O início da descriminalização do aborto no Brasil
“A maioria das ondas se formam a partir do sopro do vento na superfície do mar. […] Quanto mais veloz e durável for o vento, maior será a altura da onda.” (EBC,2016)
Bem como as ondas do mar, muitos fenômenos sociais ocorrem em ondas, como quando se é possível estipular a origem de um era em um evento singular que mais tarde vai expandindo e possibilitando o surgimento de outros eventos semelhantes, que vão aumentando em quantidade e intensidade de maneira escalar até perderem força e se dissiparem, restando as consequências.
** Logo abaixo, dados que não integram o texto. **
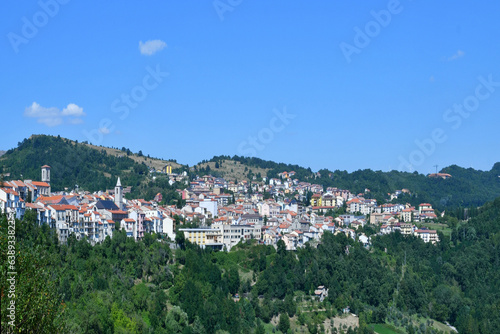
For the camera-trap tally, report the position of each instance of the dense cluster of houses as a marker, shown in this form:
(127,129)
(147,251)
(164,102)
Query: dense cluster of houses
(226,212)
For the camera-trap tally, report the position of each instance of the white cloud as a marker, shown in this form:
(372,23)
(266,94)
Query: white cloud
(53,116)
(456,55)
(149,48)
(73,110)
(104,130)
(75,121)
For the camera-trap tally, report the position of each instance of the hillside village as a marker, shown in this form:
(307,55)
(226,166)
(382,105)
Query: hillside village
(223,212)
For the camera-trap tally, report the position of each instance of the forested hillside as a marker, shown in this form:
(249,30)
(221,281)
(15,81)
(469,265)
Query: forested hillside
(74,163)
(93,169)
(466,188)
(123,286)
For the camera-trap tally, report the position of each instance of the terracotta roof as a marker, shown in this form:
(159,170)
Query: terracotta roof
(40,184)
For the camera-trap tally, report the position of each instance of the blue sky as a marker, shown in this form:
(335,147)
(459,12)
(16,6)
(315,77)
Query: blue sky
(383,85)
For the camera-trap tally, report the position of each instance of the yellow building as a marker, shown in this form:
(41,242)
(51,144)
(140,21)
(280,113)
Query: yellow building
(202,236)
(316,200)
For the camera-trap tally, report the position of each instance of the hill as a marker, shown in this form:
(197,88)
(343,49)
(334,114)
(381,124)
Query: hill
(466,188)
(96,168)
(90,167)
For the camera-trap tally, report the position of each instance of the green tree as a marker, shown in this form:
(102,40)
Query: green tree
(284,323)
Exemplo de ondas amplamente conhecidas foram as que trouxeram o aumento exponencial de produção, as Revoluções Industriais; no âmbito político e jurídico é possível identificar as ondas constitucionais, quando diversos países passam a adotar constituições (ELSTER, 1995).
Nesse texto será defendido que uma nova onda se iniciou, com enfoque na América Latina, no que tange a descriminalização do aborto, afinal, apenas no último ano três países flexibilizaram a legislação acerca da interrupção voluntária da gravidez; são eles: México, Argentina e Chile. Ademais, países como Uruguai, Peru, Equador e Colômbia têm leis que já possuíam poucas restrições sobre a matéria, sendo Uruguai, inclusive, o único que não possui restrição alguma.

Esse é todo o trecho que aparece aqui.